The recent assault on X Factor winner Leona Lewis demonstrated the extremes of fan obsession. Cormac Duffy explores the weird and far-from-wonderful world of celebrities and their biggest fans

On 14th October, Peter Kowalczyk spent five hours waiting outside a branch of Waterstone’s book shop in Piccadilly, where X Factor winner Leona Lewis was due to sign copies of her new autobiography.


In an event that has almost monopolised celebrity gossip headlines for the past fortnight, Kowalczyk waited until he was at the top of the queue before assaulting Lewis, punching her in the head. Footage of the incident has leaked onto YouTube, showing Lewis being escorted out while security tackle Kowalczyk to the ground as he laughs maniacally.

It’s one of those bizarre stories you couldn’t make up, and has inspired a fair amount of awful puns (one blog post: “Apparently she kept bleeding, kept, kept bleeding…”), but there is a serious side to it. Celebrities are often accused of having cushy, detached lifestyles, but in fact, as the assault showed, they are as prone to danger as the average Joe. Of course the herds of security guards that follow each celebrity give them a sense of security none of us have, but as the story demonstrated, such shields are not always impenetrable.

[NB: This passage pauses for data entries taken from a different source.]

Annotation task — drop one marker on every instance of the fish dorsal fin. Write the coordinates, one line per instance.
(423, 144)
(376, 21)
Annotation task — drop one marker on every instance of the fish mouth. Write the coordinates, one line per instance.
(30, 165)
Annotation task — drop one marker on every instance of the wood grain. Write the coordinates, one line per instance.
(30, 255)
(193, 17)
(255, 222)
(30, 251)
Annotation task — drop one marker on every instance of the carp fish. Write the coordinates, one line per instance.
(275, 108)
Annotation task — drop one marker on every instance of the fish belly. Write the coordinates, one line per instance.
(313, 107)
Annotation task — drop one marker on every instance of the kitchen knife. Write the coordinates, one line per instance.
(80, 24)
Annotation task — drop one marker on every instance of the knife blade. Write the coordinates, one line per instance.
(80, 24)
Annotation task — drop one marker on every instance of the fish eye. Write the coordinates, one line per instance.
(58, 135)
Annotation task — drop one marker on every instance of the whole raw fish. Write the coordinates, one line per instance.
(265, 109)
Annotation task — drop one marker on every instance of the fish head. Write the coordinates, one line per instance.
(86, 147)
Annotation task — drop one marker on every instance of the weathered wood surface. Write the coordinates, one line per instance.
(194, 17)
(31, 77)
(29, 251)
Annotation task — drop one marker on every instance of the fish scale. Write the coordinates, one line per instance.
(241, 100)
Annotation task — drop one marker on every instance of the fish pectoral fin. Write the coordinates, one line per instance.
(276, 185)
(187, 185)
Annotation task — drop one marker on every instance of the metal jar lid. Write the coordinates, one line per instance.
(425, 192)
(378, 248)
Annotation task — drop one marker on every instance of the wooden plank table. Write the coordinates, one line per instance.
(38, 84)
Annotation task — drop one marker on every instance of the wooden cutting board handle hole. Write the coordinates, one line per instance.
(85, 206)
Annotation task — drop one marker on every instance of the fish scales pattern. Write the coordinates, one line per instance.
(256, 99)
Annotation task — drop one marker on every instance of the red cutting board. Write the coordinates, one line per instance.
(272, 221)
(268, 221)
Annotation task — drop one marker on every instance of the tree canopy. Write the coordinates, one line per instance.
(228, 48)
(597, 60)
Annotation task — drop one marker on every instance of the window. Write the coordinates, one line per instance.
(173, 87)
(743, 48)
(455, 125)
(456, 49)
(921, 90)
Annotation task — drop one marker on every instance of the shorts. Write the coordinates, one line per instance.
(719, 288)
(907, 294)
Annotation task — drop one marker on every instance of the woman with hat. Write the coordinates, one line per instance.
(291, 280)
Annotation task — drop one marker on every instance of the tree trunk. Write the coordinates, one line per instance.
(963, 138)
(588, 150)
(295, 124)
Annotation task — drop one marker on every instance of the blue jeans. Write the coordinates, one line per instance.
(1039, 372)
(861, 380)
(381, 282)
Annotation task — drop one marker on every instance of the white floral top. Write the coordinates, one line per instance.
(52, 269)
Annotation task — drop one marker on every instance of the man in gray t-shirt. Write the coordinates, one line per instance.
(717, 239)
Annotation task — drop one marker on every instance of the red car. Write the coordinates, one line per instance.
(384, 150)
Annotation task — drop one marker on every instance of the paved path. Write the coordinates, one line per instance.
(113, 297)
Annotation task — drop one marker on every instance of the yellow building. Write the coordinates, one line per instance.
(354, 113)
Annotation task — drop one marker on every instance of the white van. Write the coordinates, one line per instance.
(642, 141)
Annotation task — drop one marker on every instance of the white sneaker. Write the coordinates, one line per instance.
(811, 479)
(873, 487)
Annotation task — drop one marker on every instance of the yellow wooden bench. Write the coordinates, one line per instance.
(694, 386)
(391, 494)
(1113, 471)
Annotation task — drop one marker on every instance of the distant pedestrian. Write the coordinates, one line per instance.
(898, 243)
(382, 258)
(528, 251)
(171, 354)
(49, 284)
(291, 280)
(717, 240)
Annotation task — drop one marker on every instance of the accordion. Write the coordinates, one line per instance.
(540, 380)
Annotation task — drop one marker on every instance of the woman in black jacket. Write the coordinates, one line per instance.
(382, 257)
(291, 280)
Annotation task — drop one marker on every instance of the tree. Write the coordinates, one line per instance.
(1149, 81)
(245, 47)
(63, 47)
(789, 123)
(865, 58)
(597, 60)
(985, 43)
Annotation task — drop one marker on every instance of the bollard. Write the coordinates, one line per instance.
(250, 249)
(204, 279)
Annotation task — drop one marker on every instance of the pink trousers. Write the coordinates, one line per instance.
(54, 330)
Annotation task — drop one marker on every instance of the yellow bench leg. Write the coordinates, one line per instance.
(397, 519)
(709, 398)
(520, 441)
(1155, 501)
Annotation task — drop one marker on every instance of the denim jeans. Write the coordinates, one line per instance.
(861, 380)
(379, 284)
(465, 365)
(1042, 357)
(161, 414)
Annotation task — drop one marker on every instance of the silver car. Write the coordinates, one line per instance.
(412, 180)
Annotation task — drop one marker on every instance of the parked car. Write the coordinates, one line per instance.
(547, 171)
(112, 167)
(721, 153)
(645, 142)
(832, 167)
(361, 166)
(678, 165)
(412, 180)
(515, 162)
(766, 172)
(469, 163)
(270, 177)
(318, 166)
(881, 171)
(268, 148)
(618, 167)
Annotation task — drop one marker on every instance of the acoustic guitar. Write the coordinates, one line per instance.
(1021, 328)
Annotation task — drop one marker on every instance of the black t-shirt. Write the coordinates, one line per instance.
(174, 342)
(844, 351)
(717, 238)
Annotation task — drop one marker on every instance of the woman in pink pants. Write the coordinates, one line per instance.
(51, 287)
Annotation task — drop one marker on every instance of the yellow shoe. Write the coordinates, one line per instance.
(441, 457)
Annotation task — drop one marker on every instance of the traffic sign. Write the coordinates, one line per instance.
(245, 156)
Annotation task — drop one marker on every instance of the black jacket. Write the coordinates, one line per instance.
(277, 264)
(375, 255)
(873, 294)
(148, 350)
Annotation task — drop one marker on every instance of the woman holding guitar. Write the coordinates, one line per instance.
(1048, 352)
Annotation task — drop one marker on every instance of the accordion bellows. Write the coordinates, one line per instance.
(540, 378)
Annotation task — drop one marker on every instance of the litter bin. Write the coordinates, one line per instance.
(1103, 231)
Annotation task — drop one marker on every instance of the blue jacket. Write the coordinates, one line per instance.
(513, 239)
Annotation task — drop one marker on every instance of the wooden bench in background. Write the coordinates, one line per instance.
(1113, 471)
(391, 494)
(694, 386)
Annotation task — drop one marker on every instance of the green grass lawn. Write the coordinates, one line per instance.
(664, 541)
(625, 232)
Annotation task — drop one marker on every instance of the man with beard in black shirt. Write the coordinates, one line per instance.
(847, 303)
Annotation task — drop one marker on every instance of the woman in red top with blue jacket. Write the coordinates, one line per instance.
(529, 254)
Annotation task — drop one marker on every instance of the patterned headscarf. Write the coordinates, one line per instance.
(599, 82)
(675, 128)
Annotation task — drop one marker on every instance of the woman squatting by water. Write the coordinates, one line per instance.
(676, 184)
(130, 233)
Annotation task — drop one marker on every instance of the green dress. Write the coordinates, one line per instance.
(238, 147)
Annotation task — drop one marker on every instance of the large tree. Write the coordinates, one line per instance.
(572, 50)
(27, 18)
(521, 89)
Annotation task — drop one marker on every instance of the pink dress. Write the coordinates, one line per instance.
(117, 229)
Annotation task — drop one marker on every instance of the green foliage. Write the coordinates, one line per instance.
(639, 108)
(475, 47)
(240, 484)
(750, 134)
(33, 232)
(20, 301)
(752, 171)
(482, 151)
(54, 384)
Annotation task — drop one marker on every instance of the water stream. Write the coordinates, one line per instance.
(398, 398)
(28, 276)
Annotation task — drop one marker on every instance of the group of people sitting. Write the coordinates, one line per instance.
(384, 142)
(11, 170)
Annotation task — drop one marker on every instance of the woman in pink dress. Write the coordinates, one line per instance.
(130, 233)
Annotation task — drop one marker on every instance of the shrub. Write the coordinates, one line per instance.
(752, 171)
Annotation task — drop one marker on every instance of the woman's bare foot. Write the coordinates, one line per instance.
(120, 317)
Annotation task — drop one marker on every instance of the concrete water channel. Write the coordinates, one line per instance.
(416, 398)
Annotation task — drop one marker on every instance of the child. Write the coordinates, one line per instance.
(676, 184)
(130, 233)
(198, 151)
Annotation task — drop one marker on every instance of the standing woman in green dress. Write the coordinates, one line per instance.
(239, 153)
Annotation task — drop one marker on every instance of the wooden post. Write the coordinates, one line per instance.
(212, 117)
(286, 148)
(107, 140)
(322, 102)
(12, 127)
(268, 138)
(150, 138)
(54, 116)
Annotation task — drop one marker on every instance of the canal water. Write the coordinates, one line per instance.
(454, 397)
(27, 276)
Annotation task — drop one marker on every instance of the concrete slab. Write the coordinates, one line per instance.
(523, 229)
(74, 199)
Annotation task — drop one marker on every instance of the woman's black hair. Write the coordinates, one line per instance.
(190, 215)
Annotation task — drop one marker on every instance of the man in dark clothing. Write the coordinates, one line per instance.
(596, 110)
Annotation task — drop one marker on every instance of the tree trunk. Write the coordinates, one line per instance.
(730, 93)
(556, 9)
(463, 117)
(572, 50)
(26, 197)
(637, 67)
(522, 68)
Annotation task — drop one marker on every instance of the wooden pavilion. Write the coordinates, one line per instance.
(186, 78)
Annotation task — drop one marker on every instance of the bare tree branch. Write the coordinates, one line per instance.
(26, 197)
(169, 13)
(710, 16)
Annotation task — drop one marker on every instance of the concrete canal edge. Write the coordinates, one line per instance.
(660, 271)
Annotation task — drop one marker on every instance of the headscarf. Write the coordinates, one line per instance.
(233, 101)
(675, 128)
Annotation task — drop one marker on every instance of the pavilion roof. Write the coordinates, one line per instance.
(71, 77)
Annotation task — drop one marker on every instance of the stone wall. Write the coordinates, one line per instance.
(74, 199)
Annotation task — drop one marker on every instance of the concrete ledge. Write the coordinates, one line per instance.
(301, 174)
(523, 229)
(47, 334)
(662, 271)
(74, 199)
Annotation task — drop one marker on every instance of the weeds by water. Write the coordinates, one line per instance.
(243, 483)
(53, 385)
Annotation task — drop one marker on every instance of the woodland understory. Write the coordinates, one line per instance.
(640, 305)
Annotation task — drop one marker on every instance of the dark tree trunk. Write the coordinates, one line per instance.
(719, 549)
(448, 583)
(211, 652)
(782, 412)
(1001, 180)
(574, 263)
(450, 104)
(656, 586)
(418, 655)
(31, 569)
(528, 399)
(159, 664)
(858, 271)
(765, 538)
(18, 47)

The motives behind the attack are unclear. Initial tabloid reports jumped to the standard sociopathic loner/stalker hypothesis, but as the story developed the conclusion appeared different. It seems that Kowalczyk was a failed X Factor contestant, and was intensely jealousy of Lewis for her victory. Both reports are sketchy, but both put the incident down to Kowalczyk‘s obsession, whether it was a veneration or loathing of the star. Of course, it has to be an exceptional level of obsession – there is a very fine line between screaming in the front row at their concert and staying quiet in the bushes outside their house.

Mark David Chapman took obsession to previously unknown levels when he shot John Lennon in 1980
Mark David Chapman took obsession to previously unknown levels when he shot John Lennon in 1980

It is impossible for us to imagine what drives people to act out in such a way. Maybe the only insights that we have are gained from fiction. When most read the initial coverage of the attack on Leona Lewis, they – myself included – assumed the attack was carried out by a stalker. This led my mind to think of Misery, Rob Reiner’s film about an obsessed female fan who holds her favourite author hostage, and then to Scorcese’s criminally underrated King of Comedy, which tackles almost identical issues.

The female stalkers in these films, played respectively by Cathy Bates and Sandra Bernhardt, can still scare any man off the idea of fame. But it’s not always women who serve as the basis for fictional obsessees. Let us not forget ‘Stan’, Eminem’s ode to a fan whose devotion to the rapper drives him to mental breakdown. All these have become iconic, and are all likely to be quoted at anyone who is seen by their friends as developing an obsession.

But, these are all fictional, and the fictional never approaches the weirdness of real life.

The most notorious case of celebrity obsession is the murder of John Lennon. The assassin, Mark David Chapman, was less an obsessive fan and more an obsessive hater. He thought Lennon had betrayed him by making negative comments about religion and abandoning the hippie lifestyle, and decided – much like Kowalczyk – that something had to be done.

Stranger still is the case of John Hinckley Jr, a delusional psychotic who developed an obsession with Jodie Foster after seeing her in the movie Taxi Driver. Foster was only 13 years old when she starred in the movie, and Hinckley continued to stalk her until she was 17 and studying in Yale University. As she spurned his advances, he tried to win her affection by attempting to assassinate then-US President, Ronald Reagan. Reagan was fortunate to survive the attack, and Hinckley remains under psychiatric care to this day.

Foster’s brush with Hinckley showed the danger of putting teens and younger children in the public eye, and was not the only occurrence. Irritating tween Miley Cyrus was frequently reported to have been stalked by a middle-aged man. And last March, security at CBS television network arrested a trespasser on the set of Dancing with the Stars. It was reported that a search of his car revealed guns, duct tape, zip ties, and love letters addressed to 17 year old gymnast Shawn Johnson, a contestant on the show. It rarely gets any scarier than that.

Whatever drives stalkers and obsessed fans is truly beyond our empathy; and it should probably remain so, but maybe it is possible for us to see the celebrity lifestyle in a new way. We tend to focus on the glamour, the fat pay cheques, the publicity and the general luxury they surround themselves with.

Yet the exposure someone receives as a celebrity comes with risks and dangers that can’t be ignored. By now it’s almost sure that most stars have learned to feel a certain sense of wariness when they hear the phrase “I’m your biggest fan!”.